当然、患者さんを観察することは大事なのですが、もうひとつ大事なことは患者さんと対話をすることです。苦しみが訴えられ、そしてその苦しみが聴き取られるのです。「どこが苦しいですか?」。「私に出来る事は何かありますか?」。「どうして欲しいですか?」。「水が欲しい?」、「じゃぁ、水を汲んできましょう」。「そこをさすって欲しい?」、「そこをさすりましょう」。こうして患者さんと対話しながら、その苦しみを癒そうと努力するのが臨床家なのです。

基本的には、「私にはこういう治療法があるから、あなたにやってあげましょう」ではなく、「あなたのどこが苦しいかに合わせて、私が動きましょう」という受動的な姿勢なのです。

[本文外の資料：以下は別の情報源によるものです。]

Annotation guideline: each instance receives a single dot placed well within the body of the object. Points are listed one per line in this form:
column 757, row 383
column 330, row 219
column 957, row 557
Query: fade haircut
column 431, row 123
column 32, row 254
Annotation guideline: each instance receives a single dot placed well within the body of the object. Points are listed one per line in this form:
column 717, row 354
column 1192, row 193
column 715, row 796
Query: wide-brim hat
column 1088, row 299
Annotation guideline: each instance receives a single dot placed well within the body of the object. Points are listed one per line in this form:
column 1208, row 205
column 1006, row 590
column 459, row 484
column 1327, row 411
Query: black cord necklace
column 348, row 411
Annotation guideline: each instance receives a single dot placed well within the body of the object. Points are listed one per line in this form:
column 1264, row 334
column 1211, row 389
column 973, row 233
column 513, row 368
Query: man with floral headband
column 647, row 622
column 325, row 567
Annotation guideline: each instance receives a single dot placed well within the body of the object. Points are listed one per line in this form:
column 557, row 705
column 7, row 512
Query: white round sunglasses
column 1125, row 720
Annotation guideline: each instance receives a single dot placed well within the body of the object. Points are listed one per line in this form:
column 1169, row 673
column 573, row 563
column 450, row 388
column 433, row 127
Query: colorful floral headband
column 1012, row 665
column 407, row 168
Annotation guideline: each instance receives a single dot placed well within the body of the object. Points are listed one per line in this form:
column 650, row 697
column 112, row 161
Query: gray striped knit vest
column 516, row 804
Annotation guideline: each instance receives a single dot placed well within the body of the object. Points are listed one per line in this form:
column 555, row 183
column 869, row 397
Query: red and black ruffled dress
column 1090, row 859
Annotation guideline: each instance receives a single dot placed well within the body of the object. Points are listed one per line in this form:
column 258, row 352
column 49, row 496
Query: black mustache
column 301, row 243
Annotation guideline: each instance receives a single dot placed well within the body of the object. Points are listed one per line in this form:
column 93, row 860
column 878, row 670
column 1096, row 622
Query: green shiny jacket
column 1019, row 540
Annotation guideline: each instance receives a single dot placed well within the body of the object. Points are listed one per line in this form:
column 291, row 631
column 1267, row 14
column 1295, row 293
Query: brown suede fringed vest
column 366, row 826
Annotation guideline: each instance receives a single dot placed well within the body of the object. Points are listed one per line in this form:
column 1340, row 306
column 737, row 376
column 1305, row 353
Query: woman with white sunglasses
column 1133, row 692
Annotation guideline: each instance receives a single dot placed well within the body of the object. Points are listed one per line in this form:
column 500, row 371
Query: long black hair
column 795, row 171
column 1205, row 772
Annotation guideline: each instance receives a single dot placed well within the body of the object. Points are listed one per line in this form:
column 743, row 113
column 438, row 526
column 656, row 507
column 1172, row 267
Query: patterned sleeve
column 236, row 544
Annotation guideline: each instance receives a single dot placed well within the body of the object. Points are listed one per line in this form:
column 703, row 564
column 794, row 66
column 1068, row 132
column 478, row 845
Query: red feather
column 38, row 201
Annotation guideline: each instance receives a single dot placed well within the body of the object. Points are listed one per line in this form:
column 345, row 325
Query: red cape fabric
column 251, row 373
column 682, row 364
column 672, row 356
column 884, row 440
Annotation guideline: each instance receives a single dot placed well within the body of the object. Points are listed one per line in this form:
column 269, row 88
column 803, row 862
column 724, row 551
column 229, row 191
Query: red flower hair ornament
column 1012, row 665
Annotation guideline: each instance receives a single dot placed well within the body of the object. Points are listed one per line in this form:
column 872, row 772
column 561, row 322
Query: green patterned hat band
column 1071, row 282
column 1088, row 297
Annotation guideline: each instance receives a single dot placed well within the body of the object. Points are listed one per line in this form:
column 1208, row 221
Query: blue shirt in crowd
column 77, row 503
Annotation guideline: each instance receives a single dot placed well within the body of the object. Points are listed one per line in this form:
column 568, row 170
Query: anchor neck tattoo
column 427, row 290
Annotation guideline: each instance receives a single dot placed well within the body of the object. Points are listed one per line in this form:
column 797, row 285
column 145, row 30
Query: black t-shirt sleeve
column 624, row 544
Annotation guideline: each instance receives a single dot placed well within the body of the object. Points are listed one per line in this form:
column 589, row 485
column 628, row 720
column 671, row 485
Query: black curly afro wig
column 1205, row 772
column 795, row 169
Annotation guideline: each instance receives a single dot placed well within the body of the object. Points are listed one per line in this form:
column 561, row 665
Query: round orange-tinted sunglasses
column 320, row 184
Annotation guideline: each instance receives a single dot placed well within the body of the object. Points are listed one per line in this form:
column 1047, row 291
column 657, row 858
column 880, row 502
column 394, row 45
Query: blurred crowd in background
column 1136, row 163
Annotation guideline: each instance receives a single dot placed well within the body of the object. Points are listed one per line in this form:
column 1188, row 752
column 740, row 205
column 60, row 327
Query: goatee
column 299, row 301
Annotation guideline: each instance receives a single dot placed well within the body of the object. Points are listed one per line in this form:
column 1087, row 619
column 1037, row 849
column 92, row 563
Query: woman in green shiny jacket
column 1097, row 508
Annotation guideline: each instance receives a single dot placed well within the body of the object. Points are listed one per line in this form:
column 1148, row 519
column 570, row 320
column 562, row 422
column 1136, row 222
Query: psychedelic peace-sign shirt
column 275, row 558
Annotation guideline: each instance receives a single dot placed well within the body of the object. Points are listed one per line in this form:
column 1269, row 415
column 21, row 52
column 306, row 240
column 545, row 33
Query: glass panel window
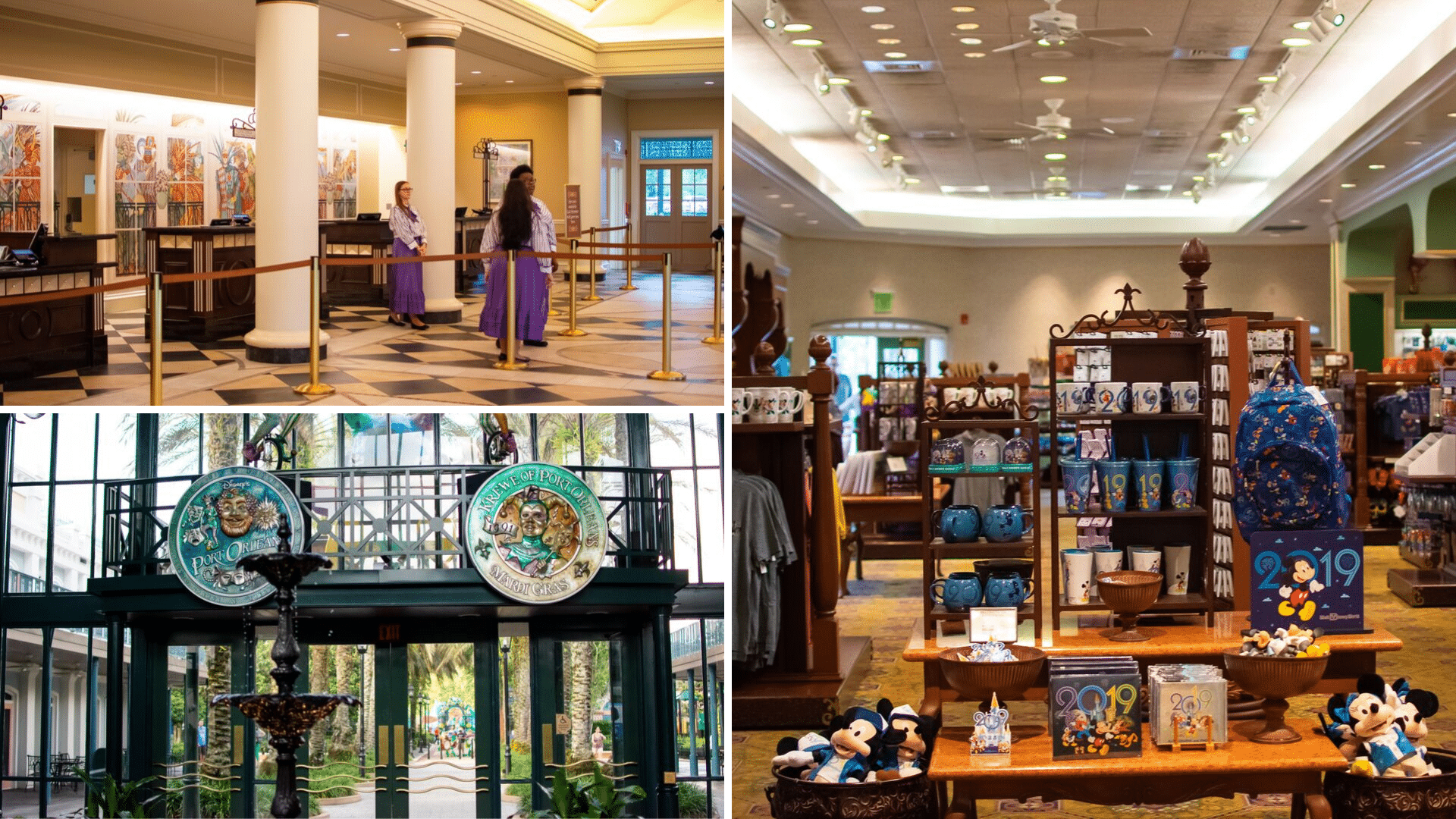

ただし、そこには注意深さが必要です。更に、医療者が専門化したということは、技術を持たなくてはならない。もっと言えば能力も持たなくてはならない。したがって、専門能力を持つ者が、患者と対話しつつ患者のニーズに合わせて動いていく。これが臨床の基本形だろうと私は思っています。


臨床の姿勢とはこうした基本形にあるので、専門領域の自己主張にあるのではないのでしょう。
個人が持つ意味や価値を取り扱う姿勢を取り戻すことは、EBM同様に必要なのでしょう。
客観的であることを過度に重視してきた従来の研究は、それがダメと言うことではなく、そこに偏向したしたが故に、個々人が持つ「固有の意味づけ」を十分に扱えてこなかったのかもしれません。
だからこそ、EBMとNBMを統合する在り方が求められなければならないのでしょう。
医療者と患者さんとのコミュニケーションで紡ぐ「物語」の中に、医療の「質」を求める必要があるのだろう、とそんなことを思いながら編集作業をしていました。